When an XBRL table is created with the XBRL Table Wizard, it is created so that table properties and formatting can be applied via CSS. The mechanism works as follows:
|•||Table elements (for example, column headers, row headers, and cell contents) are assigned to distinct classes.|
|•||Class selectors are created for these classes with certain default properties assigned to theses selectors. As a result, the table is displayed with the default CSS properties assigned to the various table element classes. The auto-generated class selectors and their properties can be viewed under the Global heading of the Style Repository sidebar (screenshot below).|
You can customize the formatting of the table by (i) modifying the default CSS properties of the StyleVision-generated class selectors; (ii) assigning your own classes and defining properties for these classes; (iii) setting additional styles in the Styles sidebar and Properties sidebar. How to do this in each of the three cases is described below.

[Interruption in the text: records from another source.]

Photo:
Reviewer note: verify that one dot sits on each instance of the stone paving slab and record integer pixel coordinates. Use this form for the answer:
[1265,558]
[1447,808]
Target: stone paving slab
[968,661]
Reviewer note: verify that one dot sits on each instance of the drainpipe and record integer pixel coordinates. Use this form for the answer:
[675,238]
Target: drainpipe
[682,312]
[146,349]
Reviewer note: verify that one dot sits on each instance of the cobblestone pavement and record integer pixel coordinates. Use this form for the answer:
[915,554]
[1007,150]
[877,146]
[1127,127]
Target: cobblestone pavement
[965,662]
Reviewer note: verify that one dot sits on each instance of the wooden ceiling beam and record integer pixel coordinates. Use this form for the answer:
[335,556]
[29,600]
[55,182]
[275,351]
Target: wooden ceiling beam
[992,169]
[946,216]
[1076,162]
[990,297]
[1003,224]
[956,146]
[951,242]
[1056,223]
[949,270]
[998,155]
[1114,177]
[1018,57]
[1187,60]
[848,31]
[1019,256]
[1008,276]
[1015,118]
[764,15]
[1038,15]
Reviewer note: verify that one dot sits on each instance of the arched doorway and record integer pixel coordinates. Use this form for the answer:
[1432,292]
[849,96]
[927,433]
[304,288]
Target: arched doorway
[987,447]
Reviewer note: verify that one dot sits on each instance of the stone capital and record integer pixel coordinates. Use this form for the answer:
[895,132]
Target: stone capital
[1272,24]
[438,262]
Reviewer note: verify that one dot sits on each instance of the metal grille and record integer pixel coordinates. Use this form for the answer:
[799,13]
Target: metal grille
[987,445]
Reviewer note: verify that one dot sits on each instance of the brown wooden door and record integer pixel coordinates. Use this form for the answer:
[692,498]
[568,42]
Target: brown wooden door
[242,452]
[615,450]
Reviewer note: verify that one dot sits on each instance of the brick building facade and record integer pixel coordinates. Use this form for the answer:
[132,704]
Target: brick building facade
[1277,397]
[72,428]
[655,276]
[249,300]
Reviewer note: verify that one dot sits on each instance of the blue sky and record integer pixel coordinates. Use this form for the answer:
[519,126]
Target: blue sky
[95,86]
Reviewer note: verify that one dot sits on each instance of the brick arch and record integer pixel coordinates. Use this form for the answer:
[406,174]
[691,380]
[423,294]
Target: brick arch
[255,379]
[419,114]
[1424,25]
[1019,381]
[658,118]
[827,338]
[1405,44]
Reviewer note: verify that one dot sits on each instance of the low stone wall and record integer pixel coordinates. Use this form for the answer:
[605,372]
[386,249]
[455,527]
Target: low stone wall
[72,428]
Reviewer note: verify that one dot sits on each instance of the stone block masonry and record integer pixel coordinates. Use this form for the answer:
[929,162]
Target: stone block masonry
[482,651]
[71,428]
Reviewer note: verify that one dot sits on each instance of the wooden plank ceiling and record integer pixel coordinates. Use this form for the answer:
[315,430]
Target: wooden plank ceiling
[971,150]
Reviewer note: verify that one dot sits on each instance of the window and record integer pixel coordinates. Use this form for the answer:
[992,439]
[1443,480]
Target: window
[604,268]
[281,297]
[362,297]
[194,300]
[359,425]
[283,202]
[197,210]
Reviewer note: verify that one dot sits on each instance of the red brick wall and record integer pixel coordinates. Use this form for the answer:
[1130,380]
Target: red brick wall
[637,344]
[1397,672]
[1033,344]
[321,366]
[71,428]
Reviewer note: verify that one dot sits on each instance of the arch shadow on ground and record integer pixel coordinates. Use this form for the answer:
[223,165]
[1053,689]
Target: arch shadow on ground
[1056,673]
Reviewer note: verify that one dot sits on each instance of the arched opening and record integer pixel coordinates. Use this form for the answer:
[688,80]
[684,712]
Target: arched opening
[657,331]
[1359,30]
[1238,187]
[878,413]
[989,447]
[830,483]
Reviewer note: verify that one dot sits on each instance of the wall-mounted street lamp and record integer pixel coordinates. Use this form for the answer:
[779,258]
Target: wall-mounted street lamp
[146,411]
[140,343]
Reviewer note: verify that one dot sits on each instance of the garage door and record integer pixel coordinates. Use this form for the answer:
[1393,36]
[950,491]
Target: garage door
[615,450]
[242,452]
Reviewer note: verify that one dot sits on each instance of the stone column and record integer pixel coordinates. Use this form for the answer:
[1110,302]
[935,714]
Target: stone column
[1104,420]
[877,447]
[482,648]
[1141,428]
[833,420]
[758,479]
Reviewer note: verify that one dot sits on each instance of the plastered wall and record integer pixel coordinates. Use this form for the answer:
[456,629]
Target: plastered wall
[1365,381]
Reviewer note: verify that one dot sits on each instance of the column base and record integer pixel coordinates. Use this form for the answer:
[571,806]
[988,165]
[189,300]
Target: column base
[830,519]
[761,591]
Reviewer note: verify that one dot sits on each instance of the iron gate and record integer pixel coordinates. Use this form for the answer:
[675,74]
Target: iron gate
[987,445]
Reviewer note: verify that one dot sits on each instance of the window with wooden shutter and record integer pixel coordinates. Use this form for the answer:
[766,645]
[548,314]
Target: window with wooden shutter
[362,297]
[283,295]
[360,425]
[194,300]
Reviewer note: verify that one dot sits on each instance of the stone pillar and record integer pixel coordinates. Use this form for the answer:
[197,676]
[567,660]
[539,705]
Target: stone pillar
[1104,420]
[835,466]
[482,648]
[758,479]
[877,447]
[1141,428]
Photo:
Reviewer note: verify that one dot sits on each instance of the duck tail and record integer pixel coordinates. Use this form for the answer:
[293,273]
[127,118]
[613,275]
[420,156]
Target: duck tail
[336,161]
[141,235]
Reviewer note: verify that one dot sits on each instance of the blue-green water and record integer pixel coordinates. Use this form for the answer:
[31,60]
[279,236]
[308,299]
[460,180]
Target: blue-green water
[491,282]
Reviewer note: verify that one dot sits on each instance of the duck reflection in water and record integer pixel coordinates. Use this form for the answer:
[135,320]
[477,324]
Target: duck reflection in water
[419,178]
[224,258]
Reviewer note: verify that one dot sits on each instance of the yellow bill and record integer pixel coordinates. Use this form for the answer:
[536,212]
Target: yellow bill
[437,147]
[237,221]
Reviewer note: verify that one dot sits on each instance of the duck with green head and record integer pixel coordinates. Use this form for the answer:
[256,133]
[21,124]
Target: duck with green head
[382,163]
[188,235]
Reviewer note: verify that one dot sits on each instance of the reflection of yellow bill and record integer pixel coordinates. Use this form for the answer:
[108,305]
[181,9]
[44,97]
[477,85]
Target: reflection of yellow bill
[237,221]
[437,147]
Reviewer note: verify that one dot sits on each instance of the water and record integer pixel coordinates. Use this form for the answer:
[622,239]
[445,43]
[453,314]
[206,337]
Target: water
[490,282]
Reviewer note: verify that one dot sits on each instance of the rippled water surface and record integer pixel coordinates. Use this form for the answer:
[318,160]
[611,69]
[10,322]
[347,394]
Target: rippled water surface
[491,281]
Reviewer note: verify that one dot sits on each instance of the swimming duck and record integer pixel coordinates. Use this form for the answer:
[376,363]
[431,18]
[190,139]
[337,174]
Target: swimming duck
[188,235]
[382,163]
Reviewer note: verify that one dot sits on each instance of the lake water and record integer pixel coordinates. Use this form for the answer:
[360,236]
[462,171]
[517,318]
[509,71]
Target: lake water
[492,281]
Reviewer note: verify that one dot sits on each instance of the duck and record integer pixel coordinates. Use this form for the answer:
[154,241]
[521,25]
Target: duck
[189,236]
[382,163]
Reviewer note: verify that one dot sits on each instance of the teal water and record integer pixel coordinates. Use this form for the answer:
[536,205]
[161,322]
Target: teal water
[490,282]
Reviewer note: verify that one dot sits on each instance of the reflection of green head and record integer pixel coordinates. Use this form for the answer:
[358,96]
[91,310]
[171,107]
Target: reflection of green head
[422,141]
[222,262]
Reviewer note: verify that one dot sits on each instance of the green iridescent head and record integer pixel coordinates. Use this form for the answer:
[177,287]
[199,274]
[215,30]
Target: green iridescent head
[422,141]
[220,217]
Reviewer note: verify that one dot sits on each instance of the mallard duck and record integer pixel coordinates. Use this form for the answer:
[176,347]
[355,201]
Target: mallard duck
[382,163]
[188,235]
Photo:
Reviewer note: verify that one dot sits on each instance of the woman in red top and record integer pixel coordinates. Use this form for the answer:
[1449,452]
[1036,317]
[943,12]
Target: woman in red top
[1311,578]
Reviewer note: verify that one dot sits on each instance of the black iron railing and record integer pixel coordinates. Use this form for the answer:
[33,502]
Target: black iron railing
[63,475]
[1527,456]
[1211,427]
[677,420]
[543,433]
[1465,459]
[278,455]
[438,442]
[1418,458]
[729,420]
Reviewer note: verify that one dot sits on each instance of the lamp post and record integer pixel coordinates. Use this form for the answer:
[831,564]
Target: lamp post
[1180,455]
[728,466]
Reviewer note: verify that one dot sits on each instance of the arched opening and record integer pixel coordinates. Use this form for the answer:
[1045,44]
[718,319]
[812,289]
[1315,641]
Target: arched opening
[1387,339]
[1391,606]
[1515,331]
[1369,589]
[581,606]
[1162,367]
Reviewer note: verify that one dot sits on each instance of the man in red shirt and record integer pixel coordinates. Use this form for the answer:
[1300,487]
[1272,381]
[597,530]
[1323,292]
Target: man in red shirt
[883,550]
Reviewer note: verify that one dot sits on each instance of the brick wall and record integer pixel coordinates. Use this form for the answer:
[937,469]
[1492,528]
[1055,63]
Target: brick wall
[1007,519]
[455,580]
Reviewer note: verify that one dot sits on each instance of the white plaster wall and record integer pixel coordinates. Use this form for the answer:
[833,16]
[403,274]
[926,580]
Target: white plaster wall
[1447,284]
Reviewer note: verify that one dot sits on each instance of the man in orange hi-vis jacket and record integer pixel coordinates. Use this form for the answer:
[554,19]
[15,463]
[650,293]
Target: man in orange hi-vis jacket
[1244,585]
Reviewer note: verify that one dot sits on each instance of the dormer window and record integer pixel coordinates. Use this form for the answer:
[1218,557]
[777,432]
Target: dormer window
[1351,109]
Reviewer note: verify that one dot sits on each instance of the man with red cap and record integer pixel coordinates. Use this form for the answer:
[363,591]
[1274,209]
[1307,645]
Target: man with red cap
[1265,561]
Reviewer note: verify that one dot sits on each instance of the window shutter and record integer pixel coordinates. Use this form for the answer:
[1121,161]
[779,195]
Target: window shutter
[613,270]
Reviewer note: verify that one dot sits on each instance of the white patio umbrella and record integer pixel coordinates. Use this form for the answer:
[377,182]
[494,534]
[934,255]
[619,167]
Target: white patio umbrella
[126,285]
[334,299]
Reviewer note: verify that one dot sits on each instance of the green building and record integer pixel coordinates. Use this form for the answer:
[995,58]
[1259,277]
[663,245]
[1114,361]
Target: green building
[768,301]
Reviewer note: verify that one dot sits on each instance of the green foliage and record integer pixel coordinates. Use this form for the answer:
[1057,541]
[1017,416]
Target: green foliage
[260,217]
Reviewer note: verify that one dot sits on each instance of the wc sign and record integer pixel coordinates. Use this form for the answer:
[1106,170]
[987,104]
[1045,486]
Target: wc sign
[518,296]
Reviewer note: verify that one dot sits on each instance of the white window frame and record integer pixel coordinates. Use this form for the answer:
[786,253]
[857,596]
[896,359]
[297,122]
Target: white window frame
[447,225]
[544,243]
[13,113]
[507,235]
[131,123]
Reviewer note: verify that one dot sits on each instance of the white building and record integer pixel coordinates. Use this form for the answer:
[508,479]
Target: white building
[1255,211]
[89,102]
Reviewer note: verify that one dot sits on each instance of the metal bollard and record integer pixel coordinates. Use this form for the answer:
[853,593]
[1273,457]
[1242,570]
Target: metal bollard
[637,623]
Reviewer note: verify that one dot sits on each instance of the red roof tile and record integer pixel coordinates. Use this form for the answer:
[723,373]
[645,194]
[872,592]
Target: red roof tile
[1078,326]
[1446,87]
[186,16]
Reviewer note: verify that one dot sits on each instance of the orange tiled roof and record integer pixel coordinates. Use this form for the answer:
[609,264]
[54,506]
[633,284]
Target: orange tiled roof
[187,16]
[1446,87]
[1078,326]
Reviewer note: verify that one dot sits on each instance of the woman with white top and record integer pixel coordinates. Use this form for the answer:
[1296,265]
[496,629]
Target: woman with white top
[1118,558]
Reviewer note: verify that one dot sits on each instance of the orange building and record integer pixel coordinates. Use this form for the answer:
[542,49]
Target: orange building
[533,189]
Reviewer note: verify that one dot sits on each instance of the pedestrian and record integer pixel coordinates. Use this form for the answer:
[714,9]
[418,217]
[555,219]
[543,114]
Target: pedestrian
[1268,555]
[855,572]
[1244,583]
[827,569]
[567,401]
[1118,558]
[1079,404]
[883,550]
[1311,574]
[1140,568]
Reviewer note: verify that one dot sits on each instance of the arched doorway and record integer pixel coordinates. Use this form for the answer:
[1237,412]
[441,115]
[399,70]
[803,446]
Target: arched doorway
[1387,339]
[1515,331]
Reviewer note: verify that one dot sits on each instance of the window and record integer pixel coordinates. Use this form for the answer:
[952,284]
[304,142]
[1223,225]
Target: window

Modifying properties of generated CSS class selectors
To modify properties of a CSS class selector that has been automatically generated, do the following:
|1.||In the Style Repository sidebar, expand that selector for which properties are to be modified (see screenshot below).|
|2.||Select the required property group and then modify the value of the property you wish to change.|
For more information about modifying CSS styles via the Style Repository sidebar, see the section, Working with CSS Styles. If you are not sure to what table element a particular selector applies, modify a property such as background-color and then check what element in the table design is affected.
Creating new classes and defining their properties
To insert a new class selector in the style repository, do the following:
|1.||Click the Add or Insert icon in the Style Repository toolbar.|
|2.||Type in a name for the newly created selector item and press Enter.|
|3.||In the expanded item box, define the required properties.|
For more information about using CSS styles, see the section, Working with CSS Styles.
Properties via the Styles sidebar and Properties sidebar
Additionally, styles can be set directly on table components via the Styles sidebar and Properties sidebar, that is without using class or id selectors . For a description of table-specific formatting see the sections, Formatting Static and Dynamic SPS Tables and Row and Column Display.